La prosperità, il successo, la sicurezza di sé stessi, doni della misericordia di Dio, possono diventare impedimenti alla nostra dipendenza da Dio. Pian piano, e a volte senza esserne consapevoli, diventiamo insensibili e non diamo più valore ai messaggi che Dio vuole trasmetterci attraverso le circostanze.
Per comprendere meglio il concetto possiamo prendere ad esempio l’aspetto economico.
Nel momento cruciale della sofferenza di Giobbe, in luogo di risentimento verso Dio, egli esprime una grande e immutabile verità: (Giobbe 1:21) “Nudo sono uscito dal seno di mia madre, e nudo tornerò in seno della terra; l’Eterno ha dato, l’Eterno ha tolto; sia benedetto il nome dell’Eterno”.
Pertanto, tutto ciò che siamo, che usufruiamo, che consumiamo, è frutto della grazia di Dio. Noi siamo semplici amministratori ai quali sarà chiesto conto del suo uso.
Dobbiamo essere saggi amministratori, sia che Dio ci permetta una grande prosperità, sia che Egli voglia che viviamo in umiltà.

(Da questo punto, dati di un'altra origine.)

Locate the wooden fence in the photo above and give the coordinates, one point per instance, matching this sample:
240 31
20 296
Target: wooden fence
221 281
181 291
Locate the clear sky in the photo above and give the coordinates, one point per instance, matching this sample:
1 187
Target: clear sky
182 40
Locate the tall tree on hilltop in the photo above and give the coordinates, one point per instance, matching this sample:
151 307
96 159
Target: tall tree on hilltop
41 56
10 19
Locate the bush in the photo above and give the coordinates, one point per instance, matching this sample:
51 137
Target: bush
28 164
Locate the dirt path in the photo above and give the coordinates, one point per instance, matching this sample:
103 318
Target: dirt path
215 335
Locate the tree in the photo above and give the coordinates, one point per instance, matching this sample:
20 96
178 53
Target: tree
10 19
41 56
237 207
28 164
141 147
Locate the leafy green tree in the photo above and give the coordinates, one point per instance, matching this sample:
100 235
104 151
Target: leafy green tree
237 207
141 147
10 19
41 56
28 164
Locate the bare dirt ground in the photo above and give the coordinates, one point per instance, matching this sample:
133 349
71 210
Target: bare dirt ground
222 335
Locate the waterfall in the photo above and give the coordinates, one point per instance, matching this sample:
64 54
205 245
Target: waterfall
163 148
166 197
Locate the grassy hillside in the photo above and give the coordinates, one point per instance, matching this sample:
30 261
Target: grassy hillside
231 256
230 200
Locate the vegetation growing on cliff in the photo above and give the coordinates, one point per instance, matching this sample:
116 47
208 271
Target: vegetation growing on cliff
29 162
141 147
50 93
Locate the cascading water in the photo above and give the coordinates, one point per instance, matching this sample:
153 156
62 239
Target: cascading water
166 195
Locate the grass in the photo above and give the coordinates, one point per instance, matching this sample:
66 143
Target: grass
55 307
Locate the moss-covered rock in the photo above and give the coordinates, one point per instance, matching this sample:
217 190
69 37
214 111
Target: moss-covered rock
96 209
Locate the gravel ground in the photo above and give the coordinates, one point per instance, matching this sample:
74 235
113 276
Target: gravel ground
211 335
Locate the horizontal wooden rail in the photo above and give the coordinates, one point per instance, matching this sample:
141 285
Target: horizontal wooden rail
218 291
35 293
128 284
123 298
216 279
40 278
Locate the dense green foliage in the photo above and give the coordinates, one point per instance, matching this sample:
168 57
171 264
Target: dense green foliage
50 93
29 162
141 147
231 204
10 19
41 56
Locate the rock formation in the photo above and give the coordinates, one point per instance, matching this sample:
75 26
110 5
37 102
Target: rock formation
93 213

I meno abbienti saranno in qualche modo più portati e inclini a chiedere a Dio la guida per spendere saggiamente i propri denari. Chi vive nella prosperità è naturalmente meno attento. Il primo è stimolato da una esigenza, il secondo ha bisogno di saggezza e sottomissione per il giusto uso dei denari. L’uso improprio della misericordia di Dio è un peccato, sia che siamo poveri sia che siamo ricchi. Siamo tutti responsabili di questa amministrazione (Filippesi 4:11).
Colui che è di umile condizione sarà così attento a tutti gli avvenimenti che si domanderà, ad ogni evento, cosa Dio vuole insegnargli.
Le circostanze fanno la differenza, tale, a volte da condizionare la nostra spiritualità.
Impariamo a ben interpretare le circostanze nelle quali Dio ci pone. A volte sono precisi segnali con i quali Dio vuole indirizzarci la strada da percorrere. L’esperienza, la sensibilità spirituale, la sottomissione e l’ubbidienza ci aiuteranno sempre meglio a discernere la Sua Volontà attraverso le circostanze (Romani 12:2 bis).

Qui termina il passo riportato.